Join Terrence Higgins Trust in campaigning for equality and justice for people with HIV and AIDS, and better sexual health for all.

Halve It: early testing saves lives!

More than one in four people living with HIV do not know they have it. Over half are diagnosed late, after they should have started treatment, and despite many having had recent contact with healthcare professionals.

If diagnosed early, HIV can be successfully treated and people with HIV can live a nearly-normal lifespan. Those diagnosed late are more likely to experience serious ill health and stand a much greater chance of dying.

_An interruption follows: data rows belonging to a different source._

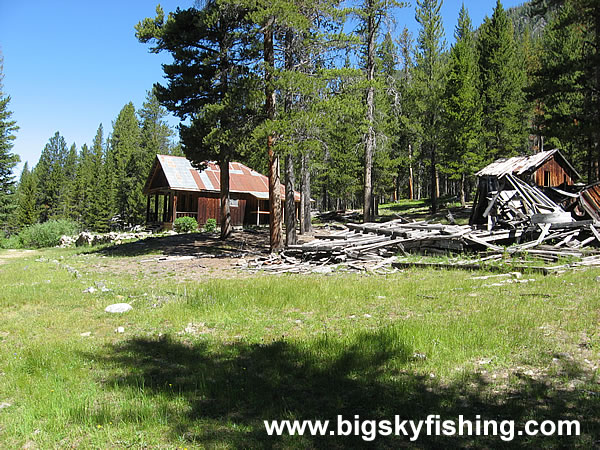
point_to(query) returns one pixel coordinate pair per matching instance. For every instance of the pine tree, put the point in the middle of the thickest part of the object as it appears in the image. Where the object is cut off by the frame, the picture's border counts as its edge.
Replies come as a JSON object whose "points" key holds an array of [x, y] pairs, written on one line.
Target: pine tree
{"points": [[429, 72], [372, 14], [503, 79], [8, 160], [51, 177], [98, 211], [209, 82], [67, 200], [568, 82], [462, 105], [123, 160], [27, 212], [155, 133], [82, 192]]}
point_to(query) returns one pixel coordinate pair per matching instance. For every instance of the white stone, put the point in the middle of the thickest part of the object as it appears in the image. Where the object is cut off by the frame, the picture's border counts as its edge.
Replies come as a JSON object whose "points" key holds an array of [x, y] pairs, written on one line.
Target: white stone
{"points": [[118, 308]]}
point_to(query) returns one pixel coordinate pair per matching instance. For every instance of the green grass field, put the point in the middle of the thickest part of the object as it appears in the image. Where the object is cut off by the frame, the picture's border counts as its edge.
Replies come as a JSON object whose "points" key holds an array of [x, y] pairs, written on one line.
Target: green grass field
{"points": [[202, 363]]}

Someone who is diagnosed is more likely to take steps to prevent onward transmission of HIV. Medication also makes them much less infectious. It is therefore unsurprising that people with undiagnosed HIV account for most HIV transmission.

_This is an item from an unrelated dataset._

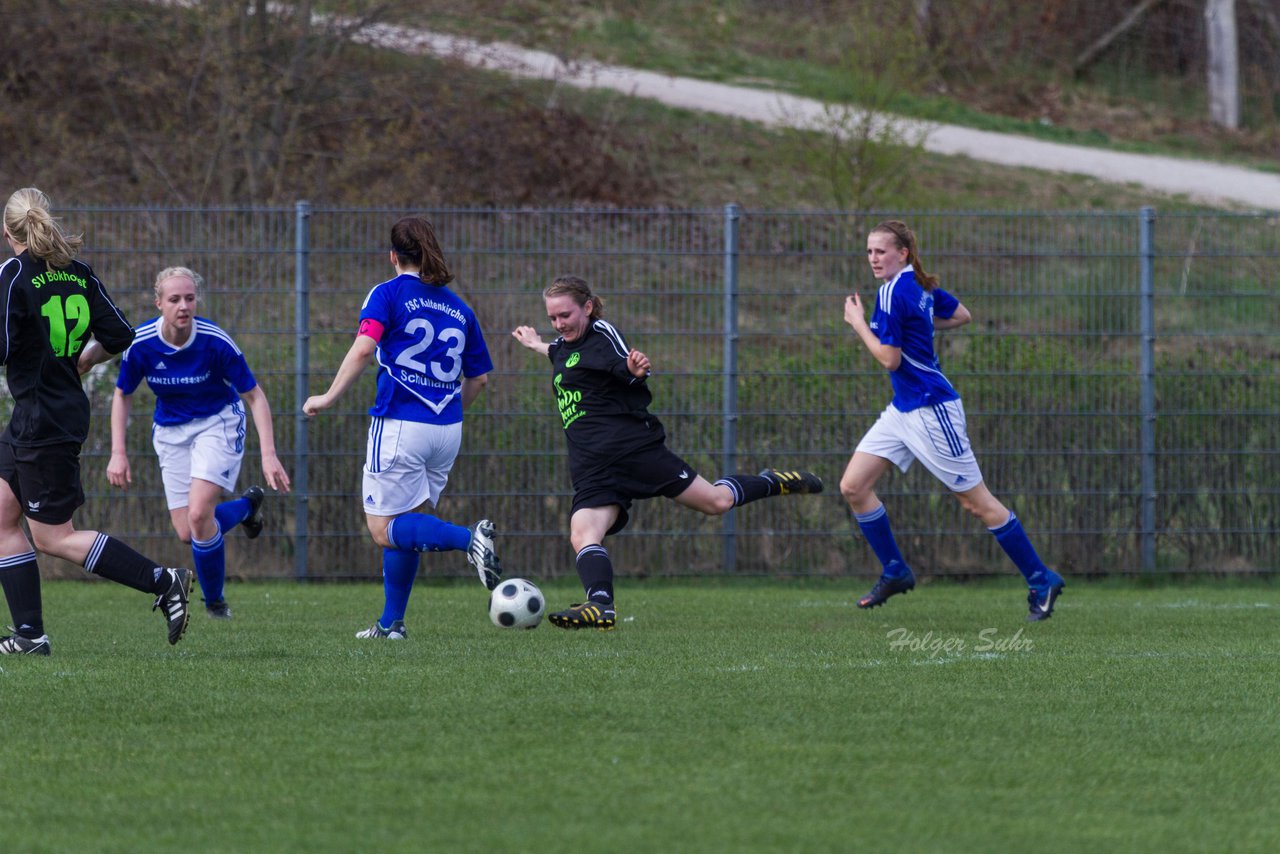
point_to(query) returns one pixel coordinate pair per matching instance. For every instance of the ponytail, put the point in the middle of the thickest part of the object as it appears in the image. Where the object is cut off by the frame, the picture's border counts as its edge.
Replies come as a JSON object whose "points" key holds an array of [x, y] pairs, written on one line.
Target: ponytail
{"points": [[28, 222]]}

Halve It is a new coalition of patients, clinicians, charities, politicians and experts from the public and private sector, all calling for levels of undiagnosed and late diagnosed HIV to be halved in the next five years.

How you can help

This is a crucial time for the Halve It campaign, because the Government is currently creating an "outcomes framework" which will set public health priorities in England for the coming years. If you live in England, please ask your MP to put pressure on the Government to make early diagnosis of HIV a public health priority. We have written template emails for you, so they will only take you two minutes to do.

E-mail your MP now

Our goals

  • Halve the proportion of people diagnosed late with HIV (CD4 count <350mm3) within 5 years.
  • Halve the proportion of people living with undiagnosed HIV within 5 years.

We call upon all levels of government to:

  • Make HIV a public health priority both locally and nationally.
  • Ensure the Health Service gives HIV the appropriate priority on the ground by asking that it is fully considered in local health needs assessments and health planning processes.
  • Increase and enhance the provision of education and information given to those groups most at risk of HIV including men who have sex with men, and black-Africans.
  • Ensure that people diagnosed with HIV have access to antiretroviral therapies known to reduce viral loads and the potential onward spread of HIV.
  • Offer GP and other healthcare practices incentives to test for HIV.
  • Strengthen the relationship between national surveillance and local reporting of HIV testing by improving local HIV reporting procedures and maintaining a world-class national surveillance capability.
  • Improve transparency by requiring the local Public Health Service to report back to the public on local progress in tackling late HIV diagnosis and levels of new infection.

It is estimated that the prevention of one new HIV infection would save the public purse between £280,000 and £360,000 in direct lifetime healthcare costs. And that, had all of the UK-acquired infections newly diagnosed in 2008 been prevented, there would have been a saving of approximately £1.1 billion in direct healthcare costs.